Would theft of under £1,000 be a summary offence?Watch
if the theft is under £1,000 would this be a summary offence and tried at Magistrates Court?
Theft is a triable either way offence, and anything where the value of the theft is at least double the maximum fine of the Magistrate's Court (£5000), it can only be tried in the Crown Court. Because of the low value of the item, it's likely to be tried in the Magistrate's Court, though the defendant will be able to choose which court they'd prefer the case to be heard in.
The Consolidated Criminal Practice Direction Part V.51.7 states that in the case of theft and fraud:
"Cases should be tried summarily unless the court considers that one or more of the following features is present in the case and that its sentencing powers are insufficient.
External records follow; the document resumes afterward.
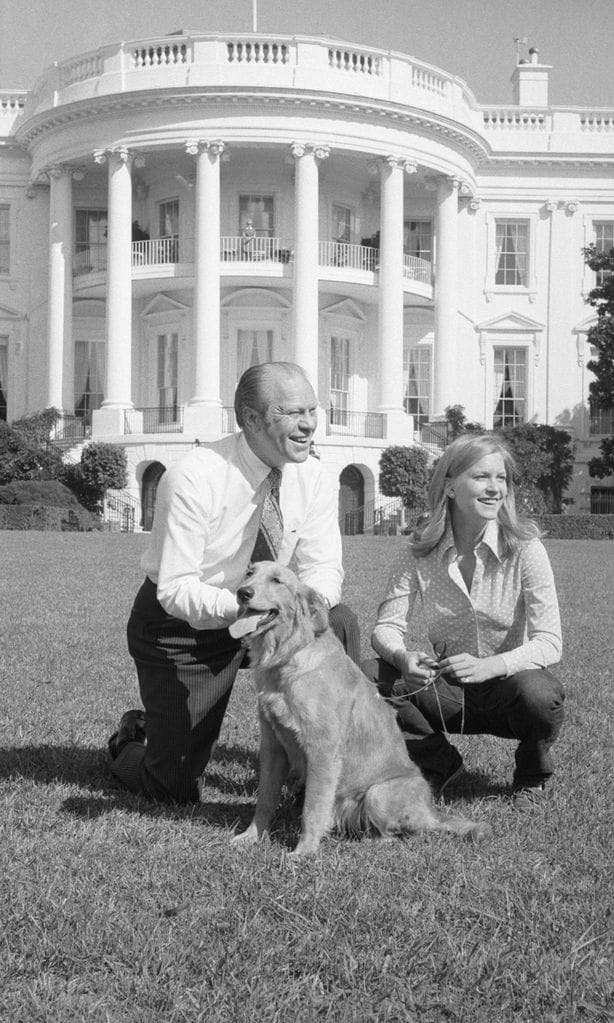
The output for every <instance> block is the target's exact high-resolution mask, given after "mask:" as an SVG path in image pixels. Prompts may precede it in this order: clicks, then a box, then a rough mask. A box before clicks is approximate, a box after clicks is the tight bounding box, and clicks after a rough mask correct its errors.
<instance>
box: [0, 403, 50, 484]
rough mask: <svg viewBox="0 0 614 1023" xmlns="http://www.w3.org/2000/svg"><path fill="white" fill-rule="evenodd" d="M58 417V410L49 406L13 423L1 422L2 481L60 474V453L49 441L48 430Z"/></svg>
mask: <svg viewBox="0 0 614 1023" xmlns="http://www.w3.org/2000/svg"><path fill="white" fill-rule="evenodd" d="M58 416H59V412H58V411H57V410H56V409H46V410H45V411H44V412H36V413H35V414H34V415H29V416H26V417H24V418H21V419H17V420H15V421H14V422H13V424H12V425H11V426H8V424H6V422H3V421H0V484H4V483H11V482H12V481H13V480H55V479H59V478H60V477H61V474H62V461H61V452H60V451H57V450H56V449H55V448H53V447H52V445H50V444H49V433H50V431H51V428H52V427H53V425H54V422H55V421H56V420H57V417H58Z"/></svg>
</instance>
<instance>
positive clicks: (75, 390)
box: [75, 341, 106, 418]
mask: <svg viewBox="0 0 614 1023" xmlns="http://www.w3.org/2000/svg"><path fill="white" fill-rule="evenodd" d="M105 360H106V347H105V345H103V344H102V343H101V342H99V341H77V342H75V414H76V415H80V416H82V417H83V418H87V416H88V413H89V412H91V411H92V409H94V408H100V405H101V404H102V401H103V398H104V371H105Z"/></svg>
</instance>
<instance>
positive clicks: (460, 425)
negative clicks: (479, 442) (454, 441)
mask: <svg viewBox="0 0 614 1023" xmlns="http://www.w3.org/2000/svg"><path fill="white" fill-rule="evenodd" d="M444 412H445V417H446V420H447V424H448V430H449V439H450V440H451V441H453V440H455V439H456V437H459V436H461V434H465V433H472V434H483V433H484V427H483V426H482V425H481V424H480V422H468V421H467V416H466V414H465V405H447V406H446V407H445V409H444Z"/></svg>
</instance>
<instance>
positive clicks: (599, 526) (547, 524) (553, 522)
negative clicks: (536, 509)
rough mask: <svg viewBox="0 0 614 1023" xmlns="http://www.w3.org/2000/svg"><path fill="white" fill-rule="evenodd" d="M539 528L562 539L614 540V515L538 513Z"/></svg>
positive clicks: (583, 539) (564, 539)
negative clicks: (547, 514)
mask: <svg viewBox="0 0 614 1023" xmlns="http://www.w3.org/2000/svg"><path fill="white" fill-rule="evenodd" d="M534 519H535V521H536V522H537V524H538V525H539V528H540V529H541V530H543V532H544V533H545V534H546V536H547V537H550V538H552V539H560V540H614V515H537V516H534Z"/></svg>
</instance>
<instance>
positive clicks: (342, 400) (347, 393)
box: [331, 337, 350, 426]
mask: <svg viewBox="0 0 614 1023" xmlns="http://www.w3.org/2000/svg"><path fill="white" fill-rule="evenodd" d="M349 389H350V340H349V338H340V337H334V338H331V422H332V424H333V425H334V426H347V421H348V405H349V401H348V399H349Z"/></svg>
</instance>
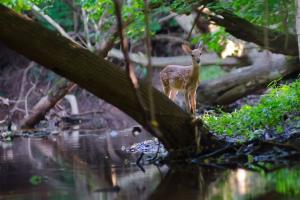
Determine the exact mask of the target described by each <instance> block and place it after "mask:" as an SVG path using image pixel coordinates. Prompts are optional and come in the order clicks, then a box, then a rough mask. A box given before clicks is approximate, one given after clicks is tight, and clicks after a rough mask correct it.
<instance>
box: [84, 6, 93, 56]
mask: <svg viewBox="0 0 300 200" xmlns="http://www.w3.org/2000/svg"><path fill="white" fill-rule="evenodd" d="M81 13H82V15H81V16H82V22H83V28H84V37H85V41H86V44H87V48H88V49H89V50H90V51H93V46H92V43H91V40H90V34H89V26H88V24H89V18H88V16H87V14H86V12H85V10H84V9H83V8H82V9H81Z"/></svg>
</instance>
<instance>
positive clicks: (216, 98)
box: [197, 52, 300, 105]
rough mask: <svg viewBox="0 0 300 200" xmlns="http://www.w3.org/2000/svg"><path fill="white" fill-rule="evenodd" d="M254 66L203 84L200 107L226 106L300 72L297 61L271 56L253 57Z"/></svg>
mask: <svg viewBox="0 0 300 200" xmlns="http://www.w3.org/2000/svg"><path fill="white" fill-rule="evenodd" d="M249 55H250V56H249V57H250V59H251V60H252V61H253V65H250V66H247V67H243V68H240V69H236V70H234V71H232V72H231V73H229V74H228V75H226V76H224V77H222V78H219V79H217V80H212V81H207V82H203V83H200V86H199V88H198V90H197V96H198V98H197V100H198V102H199V103H200V104H210V105H214V104H218V105H224V104H228V103H232V102H234V101H236V100H237V99H239V98H241V97H243V96H245V95H247V94H249V93H251V92H253V91H255V90H257V89H259V88H262V87H265V86H266V85H267V84H269V83H270V82H271V81H273V80H276V79H279V78H282V77H284V76H286V75H289V74H291V73H295V72H299V71H300V68H299V64H298V62H295V61H294V60H290V61H287V60H286V57H285V56H283V55H280V54H272V53H270V52H262V53H259V52H254V53H250V54H249Z"/></svg>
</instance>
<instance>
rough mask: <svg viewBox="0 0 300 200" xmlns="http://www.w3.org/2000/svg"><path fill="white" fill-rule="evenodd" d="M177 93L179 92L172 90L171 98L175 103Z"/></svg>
mask: <svg viewBox="0 0 300 200" xmlns="http://www.w3.org/2000/svg"><path fill="white" fill-rule="evenodd" d="M177 92H178V91H177V90H175V89H171V92H170V96H169V98H170V99H172V101H175V99H176V95H177Z"/></svg>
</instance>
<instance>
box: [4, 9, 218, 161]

(a) Breach of trust by a person in a position of substantial authority, or in whom a high degree of trust is placed;
(b) Theft or fraud which has been committed or disguised in a sophisticated manner;
(c) Theft or fraud committed by an organised gang;
(d) The victim is particularly vulnerable to theft or fraud, e.g. the elderly or infirm;
(e) The unrecovered property is of high value: [by paragraph V.51.4, at least £10,000]."
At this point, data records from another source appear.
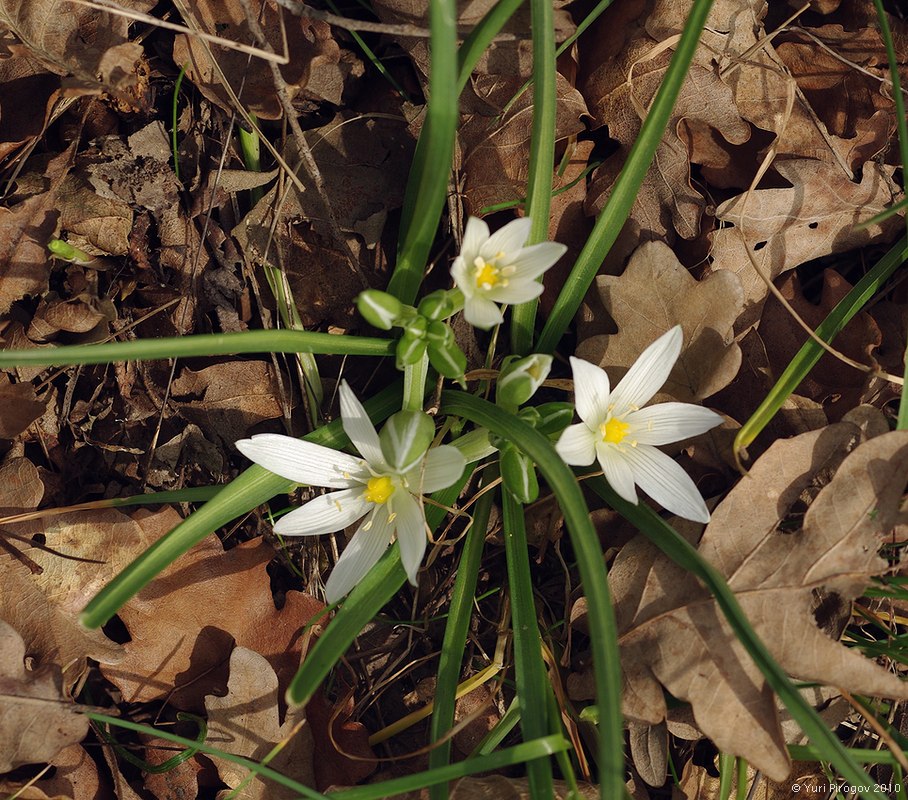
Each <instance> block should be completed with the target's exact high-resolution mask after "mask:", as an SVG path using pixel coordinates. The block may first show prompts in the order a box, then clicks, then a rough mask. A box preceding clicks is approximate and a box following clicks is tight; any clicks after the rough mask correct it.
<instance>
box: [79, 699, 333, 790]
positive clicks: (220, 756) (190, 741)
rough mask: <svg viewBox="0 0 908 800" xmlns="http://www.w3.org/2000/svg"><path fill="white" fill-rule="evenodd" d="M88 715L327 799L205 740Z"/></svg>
mask: <svg viewBox="0 0 908 800" xmlns="http://www.w3.org/2000/svg"><path fill="white" fill-rule="evenodd" d="M85 716H86V717H88V718H89V719H90V720H92V721H93V722H96V723H98V724H99V725H113V726H115V727H117V728H123V729H124V730H128V731H136V732H137V733H144V734H146V735H147V736H151V737H154V738H156V739H164V740H165V741H168V742H175V743H176V744H179V745H182V746H183V747H186V748H192V749H193V750H196V751H198V752H200V753H205V754H206V755H209V756H217V757H218V758H222V759H224V760H225V761H230V762H232V763H234V764H238V765H239V766H241V767H243V768H244V769H248V770H249V771H250V772H253V773H255V774H256V775H258V776H260V777H262V778H268V779H269V780H272V781H274V782H275V783H277V784H280V785H281V786H286V787H287V788H288V789H290V790H291V791H294V792H296V793H297V794H299V795H300V796H301V797H307V798H310V800H325V795H323V794H321V793H320V792H316V791H315V790H314V789H310V788H309V787H308V786H305V785H304V784H302V783H299V782H298V781H295V780H293V779H292V778H288V777H287V776H286V775H282V774H281V773H280V772H276V771H275V770H273V769H271V768H270V767H263V766H262V765H261V764H259V763H257V762H255V761H252V760H251V759H248V758H243V757H242V756H235V755H234V754H233V753H228V752H226V751H224V750H219V749H218V748H217V747H212V746H211V745H209V744H205V743H204V742H195V741H193V740H192V739H186V738H185V737H183V736H177V735H176V734H173V733H170V732H169V731H165V730H161V729H160V728H152V727H151V726H150V725H141V724H140V723H138V722H130V721H129V720H126V719H120V718H119V717H110V716H108V715H107V714H98V713H96V712H93V711H90V712H86V714H85Z"/></svg>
So unless one of those five features is present (which need not be the feature relating to value of the property) and the Magistrates' sentencing powers are insufficient, they should accept jurisdiction to try the case.
As you say, if the Magistrates' Court accepts jurisdiction then the defendant has a choice over whether he wishes to elect a Crown Court trial.
From 13 May 2014 a new offence of low value shoplifting is created by section 176 of The Anti-social Behaviour, Crime and Policing Act 2014.
This offence applies where goods of a value of £200 or less are stolen from a shop by a person purporting to be a potential customer.
In such cases the theft will be a summary only offence, meaning that the magistrates may not decline jurisdiction or commit the case for sentence and that other rules relating to summary only offences will apply.
However, unlike with other summary only offences, the defendant will still be able to elect a crown court trial. If he does so, the offence goes back to being treated as an either way offence.